PyPI (7 packages): cryptowallet-safety, defi-risk-scanner, env-loader-cli, eth-security-auditor, git-config-sync, solidity-build-guard, data-pipeline-check

The package names specifically target developers in crypto, DeFi, Solana, and AI communities—exactly the kind of professionals who would install something called "prompt-engineering-toolkit" or "wallet-security-checker" without much scrutiny.

How the Attack Works

Each ecosystem uses a different execution method, making detection harder:

npm packages use postinstall hooks and a shared payload called "trap-core.js" that scans for credentials, validates AWS and GitHub tokens, attempts SSH-based lateral movement, and establishes persistence through cron jobs, systemd services, Git hooks, and .cursorrules files.

Rust packages search for local keystores at build time, encrypt data using hardcoded XOR keys, and exfiltrate information to GitHub Gists via build.rs scripts.

Python packages auto-execute on import and download JavaScript from attacker-controlled GitHub Pages domains, executing it via node -e to enable flexible payload updates without releasing new package versions.

AI Assistants Weaponized

The most unusual aspect of this campaign is the deliberate targeting of AI coding assistants. Attackers implanted hidden instructions in .cursorrules and CLAUDE.md files, attempting to trick AI tools into running a "security scan" that actually exfiltrates discovered secrets.

The attackers opened pull requests on popular AI projects including browser-use/browser-use, langchain-ai/langchain, and langflow-ai/langflow, hoping to get these poisoned configuration files merged into codebases where AI assistants would execute them.

This represents a new attack vector that security teams haven't traditionally monitored. Organizations using AI coding assistants should audit any .cursorrules, CLAUDE.md, or similar AI configuration files in their repositories. The Megalodon GitHub CI/CD attack we covered earlier this week similarly targeted developer automation, indicating a broader trend of attackers going after development infrastructure.

Why This Matters

Supply chain attacks against package managers have become one of the most effective initial access vectors for credential theft.
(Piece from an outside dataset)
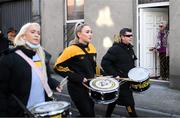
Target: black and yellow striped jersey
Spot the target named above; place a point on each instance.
(76, 64)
Developers often install packages with minimal vetting, especially when names suggest security or productivity tooling.

Socket detected TrapDoor releases in an average of 5 minutes and 56 seconds, with some detections happening in under a minute. That's impressively fast, but the attackers clearly expect some downloads to occur before takedowns—and even a handful of compromised developer machines can yield significant credential hauls.

Recommended Actions

  1. Audit dependencies installed since May 22 against the published package lists
  2. Rotate credentials if any TrapDoor packages were installed, including SSH keys, API tokens, and cloud credentials
  3. Check AI configuration files in repositories for hidden instructions
  4. Enable package signing verification where supported
  5. Use lockfiles and dependency pinning to prevent silent updates

For organizations building in the crypto or AI space, consider implementing a package approval process for new dependencies. The era of npm install whatever-looks-useful needs to end.

The coordinated nature of this attack—hitting three major package ecosystems simultaneously with ecosystem-specific payloads—suggests a well-resourced operation. Whether financially motivated or part of a broader intelligence-gathering campaign remains unclear, but the targeting of AI and crypto developers points toward either financial theft or access to cutting-edge technology projects.